## Practice 5 - Bag-of-N-grams models
### Strictly used for internal purpose in Singapore Polytechnic. Do not disclose!

One hot encoding, BoW and TF-IDF treat words as independent units. There is no notion of phrases or word ordering. Bag of Ngrams (BoN) approach tries to remedy this. It does so by breaking text into chunks of n countigous words/tokens. This can help us capture some context, which earlier approaches could not do.

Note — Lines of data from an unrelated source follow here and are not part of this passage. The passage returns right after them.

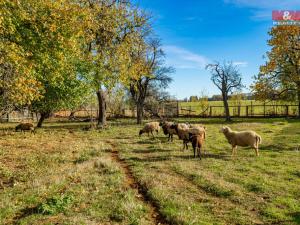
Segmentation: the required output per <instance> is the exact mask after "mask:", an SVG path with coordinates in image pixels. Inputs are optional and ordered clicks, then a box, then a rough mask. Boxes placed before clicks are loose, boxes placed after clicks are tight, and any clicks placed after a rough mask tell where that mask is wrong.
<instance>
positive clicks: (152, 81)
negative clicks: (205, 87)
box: [129, 39, 174, 124]
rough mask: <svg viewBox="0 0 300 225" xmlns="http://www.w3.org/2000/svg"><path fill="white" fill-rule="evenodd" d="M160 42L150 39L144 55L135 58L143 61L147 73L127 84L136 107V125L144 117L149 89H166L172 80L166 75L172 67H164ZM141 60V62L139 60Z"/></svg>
mask: <svg viewBox="0 0 300 225" xmlns="http://www.w3.org/2000/svg"><path fill="white" fill-rule="evenodd" d="M160 46H161V44H160V41H159V40H157V39H152V40H150V41H149V43H148V48H147V50H146V52H145V53H140V54H139V55H138V56H136V58H138V59H139V61H142V60H143V61H144V65H145V67H146V70H143V73H144V71H147V73H146V74H140V75H139V76H138V77H139V78H137V79H132V80H131V82H130V84H129V92H130V94H131V97H132V99H133V101H134V103H135V104H136V107H137V124H141V123H142V120H143V117H144V107H145V100H146V98H147V97H149V94H150V93H149V87H150V86H157V87H160V88H167V87H168V84H169V83H170V82H171V81H172V78H171V77H169V76H168V74H170V73H172V72H173V71H174V69H173V68H172V67H165V66H164V65H163V64H164V53H163V51H162V49H161V48H160ZM141 58H142V60H141Z"/></svg>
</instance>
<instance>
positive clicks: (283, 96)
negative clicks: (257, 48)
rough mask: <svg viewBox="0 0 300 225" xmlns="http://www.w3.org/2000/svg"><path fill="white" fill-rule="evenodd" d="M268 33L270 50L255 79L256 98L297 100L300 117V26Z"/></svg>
mask: <svg viewBox="0 0 300 225" xmlns="http://www.w3.org/2000/svg"><path fill="white" fill-rule="evenodd" d="M269 34H270V36H271V39H270V40H269V41H268V44H269V46H271V51H269V52H267V62H266V63H265V65H263V66H261V67H260V73H259V74H258V76H256V77H255V79H256V82H255V84H254V85H253V86H252V88H253V90H254V93H255V98H256V99H258V100H268V99H269V100H278V99H279V100H290V101H298V115H299V118H300V27H299V26H276V27H273V28H272V29H271V31H270V32H269Z"/></svg>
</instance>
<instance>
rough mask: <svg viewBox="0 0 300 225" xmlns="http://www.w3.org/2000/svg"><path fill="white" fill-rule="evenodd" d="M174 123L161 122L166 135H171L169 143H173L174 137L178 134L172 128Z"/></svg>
mask: <svg viewBox="0 0 300 225" xmlns="http://www.w3.org/2000/svg"><path fill="white" fill-rule="evenodd" d="M173 124H174V122H167V121H163V122H160V123H159V125H160V126H161V127H162V129H163V132H164V134H165V135H169V137H168V141H173V135H174V134H176V130H175V129H174V128H173V129H172V128H171V126H172V125H173Z"/></svg>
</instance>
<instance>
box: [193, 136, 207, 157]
mask: <svg viewBox="0 0 300 225" xmlns="http://www.w3.org/2000/svg"><path fill="white" fill-rule="evenodd" d="M189 140H190V141H191V142H192V146H193V149H194V158H196V149H197V155H198V156H199V158H200V160H201V148H202V147H203V144H204V140H205V132H203V133H201V134H192V133H189Z"/></svg>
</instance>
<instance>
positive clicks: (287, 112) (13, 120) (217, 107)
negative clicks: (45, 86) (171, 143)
mask: <svg viewBox="0 0 300 225" xmlns="http://www.w3.org/2000/svg"><path fill="white" fill-rule="evenodd" d="M155 111H156V112H157V113H156V115H160V116H161V117H164V118H172V117H173V118H174V117H175V118H176V117H201V118H218V117H219V118H222V117H225V110H224V107H223V106H220V105H218V106H216V105H202V104H197V102H196V103H193V104H192V105H186V104H181V102H179V101H177V102H165V103H163V104H161V105H160V106H158V108H156V109H155ZM229 112H230V115H231V117H241V118H243V117H244V118H251V117H263V118H268V117H269V118H271V117H273V118H275V117H297V116H298V115H299V111H298V105H293V104H273V105H267V104H253V103H251V104H247V105H235V106H232V105H231V106H229ZM136 115H137V113H136V110H135V109H134V108H129V107H124V108H123V109H122V110H121V111H117V112H110V111H108V112H107V117H108V118H135V117H136ZM152 116H153V115H152V114H151V112H147V111H146V112H145V117H146V118H147V117H148V118H150V117H152ZM52 117H54V118H69V119H75V120H76V119H78V120H83V121H90V120H95V119H96V118H97V117H98V110H96V109H93V108H91V109H79V110H77V111H70V110H61V111H59V112H55V113H53V114H52ZM38 119H39V114H37V113H33V112H30V111H29V110H23V111H13V112H10V113H8V114H5V115H3V116H2V117H1V118H0V121H1V122H23V121H33V122H35V121H37V120H38Z"/></svg>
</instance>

Let us see how it works using the same toy corpus we used in earlier examples.

In [2]:
from sklearn.feature_extraction.text import CountVectorizer

In [1]:
#our corpus
documents = ["Students are learning NLP.",
             "NLP workshop is interesting, students like NLP",
             "Students are studying math",
             "Math is foundation of NLP"]
processed_docs = [doc.lower().replace(".","") for doc in documents]
processed_docs

['students are learning nlp',
 'nlp workshop is interesting, students like nlp',
 'students are studying math',
 'math is foundation of nlp']

In [4]:
#Ngram vectorization example with count vectorizer and uni, bi, trigrams
count_vect = CountVectorizer(ngram_range=(1,2))

#Build a BOW representation for the corpus
bow_rep = count_vect.fit_transform(processed_docs)

#Look at the vocabulary mapping
print("Our vocabulary: ", sorted(count_vect.vocabulary_.items()))

Our vocabulary:  [('are', 0), ('are learning', 1), ('are studying', 2), ('foundation', 3), ('foundation of', 4), ('interesting', 5), ('interesting students', 6), ('is', 7), ('is foundation', 8), ('is interesting', 9), ('learning', 10), ('learning nlp', 11), ('like', 12), ('like nlp', 13), ('math', 14), ('math is', 15), ('nlp', 16), ('nlp workshop', 17), ('of', 18), ('of nlp', 19), ('students', 20), ('students are', 21), ('students like', 22), ('studying', 23), ('studying math', 24), ('workshop', 25), ('workshop is', 26)]


In [7]:
#see the BOW rep for first 2 documents
print(f"BoW representation for '{documents[0]}': ", bow_rep[0].toarray())
print(f"BoW representation for '{documents[1]}': ",bow_rep[1].toarray())

#Get the representation using this vocabulary, for a new text
temp = count_vect.transform(["nlp is harder than math, but students like nlp"])

print("Bow representation for 'nlp is harder than math, but students like nlp':", temp.toarray())

BoW representation for 'Students are learning NLP.':  [[1 1 0 0 0 0 0 0 0 0 1 1 0 0 0 0 1 0 0 0 1 1 0 0 0 0 0]]
BoW representation for 'NLP workshop is interesting, students like NLP':  [[0 0 0 0 0 1 1 1 0 1 0 0 1 1 0 0 2 1 0 0 1 0 1 0 0 1 1]]
Bow representation for 'nlp is harder than math, but students like nlp': [[0 0 0 0 0 0 0 1 0 0 0 0 1 1 1 0 2 0 0 0 1 0 1 0 0 0 0]]


### Note that the number of features (and hence the size of the feature vector) increased a lot for the same data, compared to the ther single word based representations!!